Figure 9. The state trajectories produced by systems (8) and (9) under a self-triggered scheme (11). (A) The state curves of systems (8) and (9) with α = 1. (B) The synchronization errors ε(t) = y(t) − x(t). (C) The state curves of systems (8) and (9) with α = −1. (D) The anti-synchronization errors ε(t) = y(t) + x(t).

FIGURE 10

Figure 10. The events with self-triggered control. (A) Instants for synchronization ε(t) = y(t) − x(t). (B) Instants for anti-synchronization ε(t) = y(t) + x(t).

4.2. Existing achievements comparison

Now, we make our proposed event-triggered mechanism of coupled MNNs compared with some exciting methods to illustrate our designed method's superiority in synchronization, especially in the situation of limited bandwidth. Due to the different types of neural networks, we set the interval as [0.0, 1.0] to conduct the contrast simulations as shown in Table 1, in which the mean time interval means the average update frequency between each trigger. It is noticed that the lowest value of our method is 0.013 s, which indicates the control input can complete more than 76.92 updates/s in general.

TABLE 1

Table 1. Performance comparison of event-triggered examples.

Remark 4. Compared with some existing results (Yang et al., 2018; Liu et al., 2019; Liu J. et al., 2020; Wang W. et al., 2021), it can be seen that our event-triggered method relies on fewer triggering events from Table 1. Meanwhile, it is less likely to trigger than other methods, indicating that, in the control process, our method consumes remarkably less energy for data calculation and detection.

The proposed method in this article is the event-triggered scheme, which means the control input information exchange and update which depends on the designed triggered function.
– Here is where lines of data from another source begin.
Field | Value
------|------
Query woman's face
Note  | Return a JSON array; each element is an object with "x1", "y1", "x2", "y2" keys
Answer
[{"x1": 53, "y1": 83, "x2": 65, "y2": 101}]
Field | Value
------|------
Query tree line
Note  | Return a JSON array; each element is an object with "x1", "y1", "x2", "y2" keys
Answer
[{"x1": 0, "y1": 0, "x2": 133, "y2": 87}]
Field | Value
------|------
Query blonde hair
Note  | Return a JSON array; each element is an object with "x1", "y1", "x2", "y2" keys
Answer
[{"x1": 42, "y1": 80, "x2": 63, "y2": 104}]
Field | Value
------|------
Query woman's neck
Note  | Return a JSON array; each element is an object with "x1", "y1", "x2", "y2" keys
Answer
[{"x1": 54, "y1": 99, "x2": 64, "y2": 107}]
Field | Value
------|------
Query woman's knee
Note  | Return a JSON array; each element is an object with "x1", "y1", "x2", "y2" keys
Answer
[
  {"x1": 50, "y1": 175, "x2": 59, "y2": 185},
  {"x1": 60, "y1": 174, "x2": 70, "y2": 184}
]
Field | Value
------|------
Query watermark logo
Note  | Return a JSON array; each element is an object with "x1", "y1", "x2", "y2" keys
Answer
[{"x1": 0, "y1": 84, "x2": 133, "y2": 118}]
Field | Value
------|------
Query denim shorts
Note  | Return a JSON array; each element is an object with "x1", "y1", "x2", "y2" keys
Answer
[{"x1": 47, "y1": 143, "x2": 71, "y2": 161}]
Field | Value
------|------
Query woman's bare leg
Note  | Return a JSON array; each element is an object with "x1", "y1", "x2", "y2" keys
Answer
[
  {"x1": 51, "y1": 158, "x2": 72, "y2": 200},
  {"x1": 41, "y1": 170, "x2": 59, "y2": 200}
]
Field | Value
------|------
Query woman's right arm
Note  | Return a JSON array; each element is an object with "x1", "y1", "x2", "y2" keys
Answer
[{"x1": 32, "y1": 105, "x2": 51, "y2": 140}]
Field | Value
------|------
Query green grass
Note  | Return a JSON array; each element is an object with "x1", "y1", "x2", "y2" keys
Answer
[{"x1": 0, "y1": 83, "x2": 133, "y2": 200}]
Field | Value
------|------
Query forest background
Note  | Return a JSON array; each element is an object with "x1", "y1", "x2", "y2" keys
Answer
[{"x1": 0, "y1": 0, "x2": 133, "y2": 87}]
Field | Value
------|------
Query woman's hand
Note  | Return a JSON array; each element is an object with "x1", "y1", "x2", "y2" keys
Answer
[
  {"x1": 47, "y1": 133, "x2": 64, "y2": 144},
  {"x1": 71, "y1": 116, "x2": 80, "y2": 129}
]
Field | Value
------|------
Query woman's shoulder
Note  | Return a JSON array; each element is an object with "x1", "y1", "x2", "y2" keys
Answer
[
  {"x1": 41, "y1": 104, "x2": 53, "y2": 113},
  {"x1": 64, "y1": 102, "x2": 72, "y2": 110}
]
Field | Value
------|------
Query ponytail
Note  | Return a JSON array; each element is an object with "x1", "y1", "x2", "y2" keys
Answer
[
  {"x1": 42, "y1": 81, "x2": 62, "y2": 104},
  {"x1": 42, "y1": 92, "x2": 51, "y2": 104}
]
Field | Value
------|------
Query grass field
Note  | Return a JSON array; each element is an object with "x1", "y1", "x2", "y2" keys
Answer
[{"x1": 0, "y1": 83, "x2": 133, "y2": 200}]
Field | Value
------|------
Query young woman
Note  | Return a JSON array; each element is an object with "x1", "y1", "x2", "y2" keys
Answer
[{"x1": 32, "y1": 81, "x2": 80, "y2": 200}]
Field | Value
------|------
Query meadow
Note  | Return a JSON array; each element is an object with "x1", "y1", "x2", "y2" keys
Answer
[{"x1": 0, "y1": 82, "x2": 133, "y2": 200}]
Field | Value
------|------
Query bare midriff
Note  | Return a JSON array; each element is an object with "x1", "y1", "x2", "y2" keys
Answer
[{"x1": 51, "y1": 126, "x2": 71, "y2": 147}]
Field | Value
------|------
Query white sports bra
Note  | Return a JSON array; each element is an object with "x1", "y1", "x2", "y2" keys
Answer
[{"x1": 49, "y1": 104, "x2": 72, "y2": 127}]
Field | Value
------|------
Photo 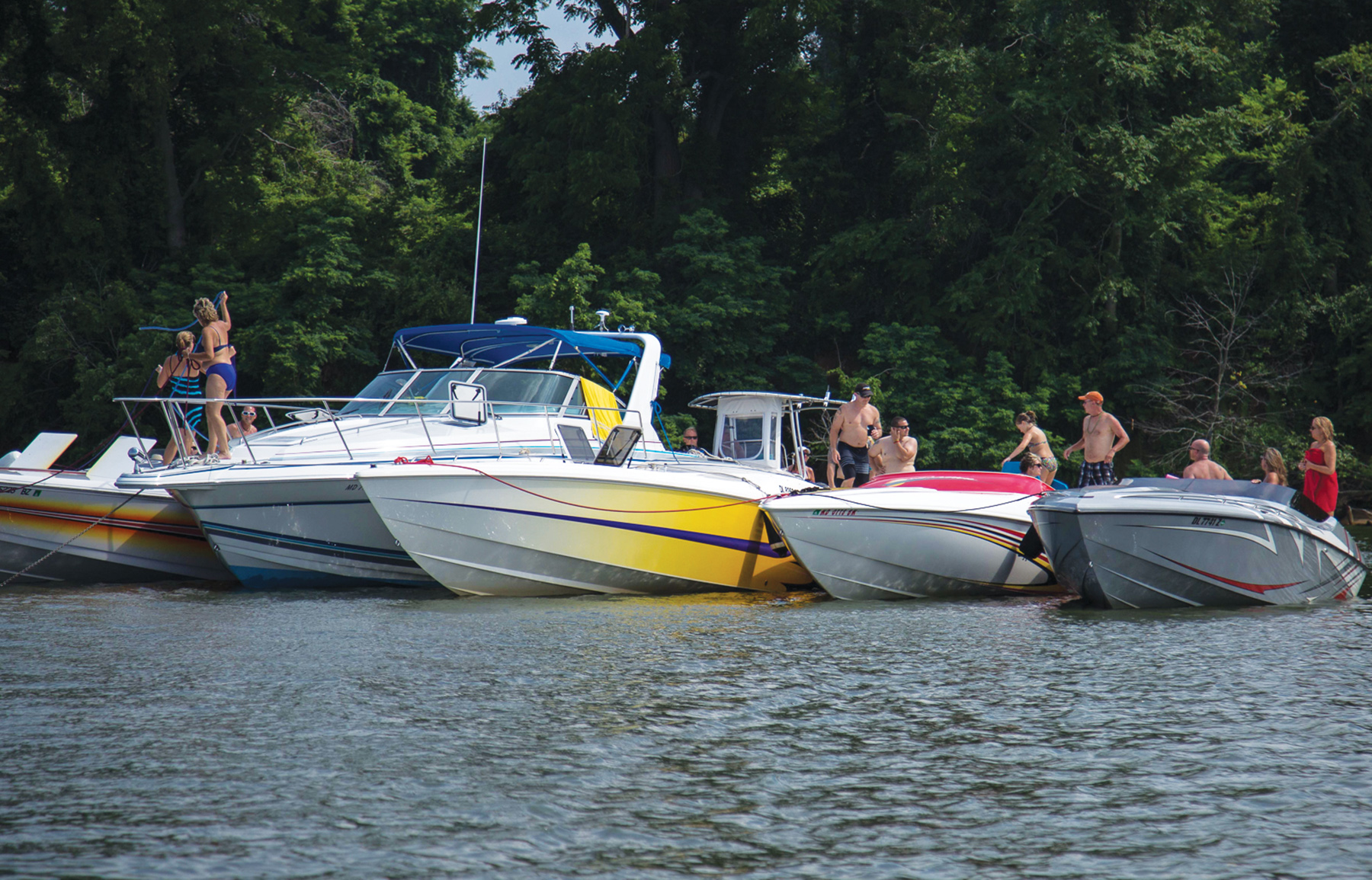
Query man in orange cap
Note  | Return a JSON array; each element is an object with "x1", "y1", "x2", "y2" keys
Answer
[{"x1": 1063, "y1": 391, "x2": 1129, "y2": 488}]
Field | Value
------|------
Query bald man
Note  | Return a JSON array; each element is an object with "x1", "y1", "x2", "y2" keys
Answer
[{"x1": 1181, "y1": 440, "x2": 1233, "y2": 480}]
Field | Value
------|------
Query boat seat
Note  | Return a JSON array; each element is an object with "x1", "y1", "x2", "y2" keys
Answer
[
  {"x1": 10, "y1": 432, "x2": 77, "y2": 470},
  {"x1": 86, "y1": 437, "x2": 158, "y2": 480}
]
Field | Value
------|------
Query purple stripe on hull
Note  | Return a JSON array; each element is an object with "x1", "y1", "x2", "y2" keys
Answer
[{"x1": 418, "y1": 493, "x2": 782, "y2": 559}]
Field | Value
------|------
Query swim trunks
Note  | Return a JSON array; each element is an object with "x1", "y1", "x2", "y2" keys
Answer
[
  {"x1": 838, "y1": 440, "x2": 871, "y2": 488},
  {"x1": 1077, "y1": 462, "x2": 1120, "y2": 489}
]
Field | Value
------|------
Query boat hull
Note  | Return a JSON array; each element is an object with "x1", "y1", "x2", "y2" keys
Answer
[
  {"x1": 173, "y1": 466, "x2": 434, "y2": 590},
  {"x1": 763, "y1": 489, "x2": 1062, "y2": 600},
  {"x1": 1032, "y1": 491, "x2": 1367, "y2": 609},
  {"x1": 0, "y1": 473, "x2": 232, "y2": 584},
  {"x1": 360, "y1": 460, "x2": 813, "y2": 597}
]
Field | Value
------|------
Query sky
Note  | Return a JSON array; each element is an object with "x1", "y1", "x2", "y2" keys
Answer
[{"x1": 463, "y1": 7, "x2": 614, "y2": 110}]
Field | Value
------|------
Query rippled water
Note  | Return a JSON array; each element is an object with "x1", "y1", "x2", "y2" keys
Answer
[{"x1": 0, "y1": 573, "x2": 1372, "y2": 880}]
When the proposed method did not work, the proposed scheme will become the traditional time-sampled scheme, and the control updating instants just rely on the fixed interval. Therefore, the proposed method is more general and flexible than other methods, especially in the situation of limited network resources.

Remark 5. From Table 2, comparing the different types of synchronization, we can detect that by changing the value of the projective factor α and Lipschitz parameters α₁, α₂, and α₃, (for synchronization, we make α = 1, α₁ = α₂ = α₃ = 0.01, for anti-synchronization, α = −1, α₁ = α₂ = 1, 000, α₃ = 0.01), the control updating instants can be changed. It is clearly noticed that the updating frequency of the controller for synchronization is faster than anti-synchronization. That is to say, altering the values of parameters can not only affect the updating frequency.

TABLE 2

Table 2. Performance comparison of periodic sampling control and proposed scheme.

5. Conclusion

A fresh event-triggered impulsive control scheme for a class of time-varying uncertain coupled MNNs has been proposed in this article. Considering the parameter mismatch and coupled structure of the proposed system, the event-triggered impulsive scheme has been constructed to solve the problem of projective quasi-synchronization. Accordingly, the established triggered functions with uncertainties and projective factors make the quasi-synchronization criteria more universal than conventional neural networks. Besides, the Zeno behavior can be naturally escaped through the design of proper triggered conditions.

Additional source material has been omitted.